At the beginning of 2021, while harnessing the power of reflection, we asked ourselves a question – Does rare disease education mean rare attendance?
In many rare diseases, the time between diagnosis and initiation of therapy has been shortened, but the time between symptom onset and diagnosis has not. Is there a solution and what are our thoughts?
Connecting “Rare” with “Common”
The presentation of rare disease often involves multiple organs and systems. The disease may be rare but the symptoms are not. To make educational content truly relevant, “high frequency” symptoms should be identified and communicated with the learners. In addition, efforts should be made to find connection between a rare disease and medical conditions frequently present to daily clinical practice. Awaking interest in learning of a disease rarely seen can be made possible when the new knowledge is built on something familiar.
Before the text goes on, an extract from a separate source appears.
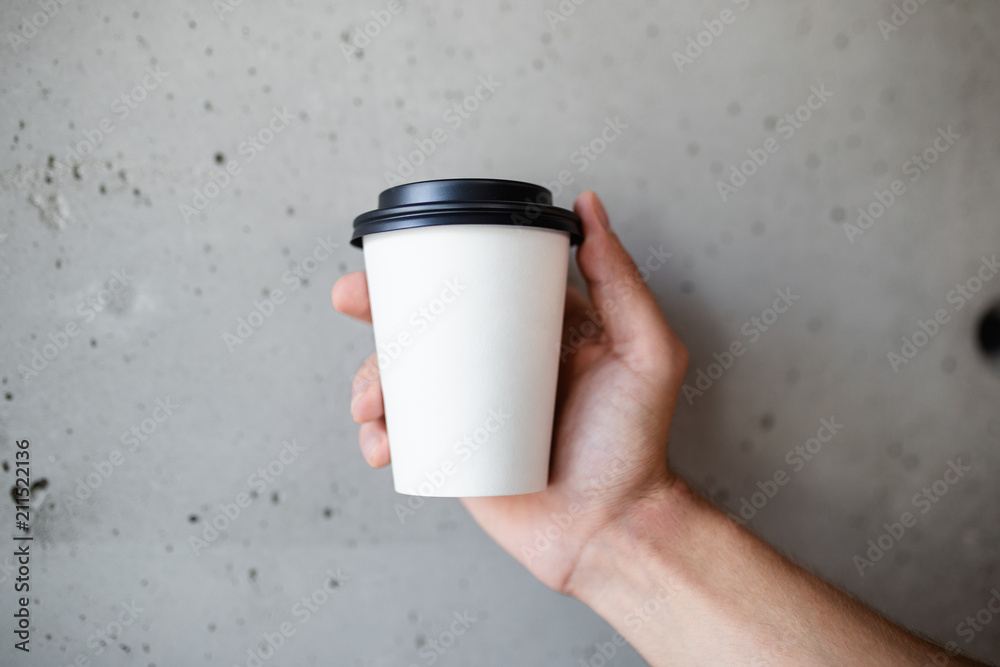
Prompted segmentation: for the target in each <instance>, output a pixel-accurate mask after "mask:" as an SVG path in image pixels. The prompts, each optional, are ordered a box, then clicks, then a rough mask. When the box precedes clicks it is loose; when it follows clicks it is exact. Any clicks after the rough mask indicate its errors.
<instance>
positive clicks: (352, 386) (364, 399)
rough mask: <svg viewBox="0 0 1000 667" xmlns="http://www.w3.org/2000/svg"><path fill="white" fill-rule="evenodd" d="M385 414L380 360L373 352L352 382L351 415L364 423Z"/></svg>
mask: <svg viewBox="0 0 1000 667" xmlns="http://www.w3.org/2000/svg"><path fill="white" fill-rule="evenodd" d="M384 414H385V407H384V405H383V404H382V382H381V378H380V377H379V374H378V360H377V358H376V356H375V353H374V352H373V353H372V354H370V355H369V356H368V358H367V359H365V362H364V363H363V364H361V368H359V369H358V372H357V373H356V374H355V375H354V382H352V383H351V417H352V418H353V419H354V421H356V422H357V423H359V424H363V423H365V422H370V421H373V420H375V419H378V418H379V417H381V416H383V415H384Z"/></svg>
No to “Dumping”, Yes to “Alarming”
In many rare diseases, early symptoms are non-specific. Patients are often diagnosed incorrectly with other conditions initially. These misdiagnoses are specific. Alarming misdiagnoses should be a focus of the educational content. Information dump should be avoided. This is particularly important in rare disease education. When the disease is rare, it does not mean that educational programs will have less attendance from the healthcare providers. It is up to the educators to adapt, to innovate, and to find ways to effectively deliver the message.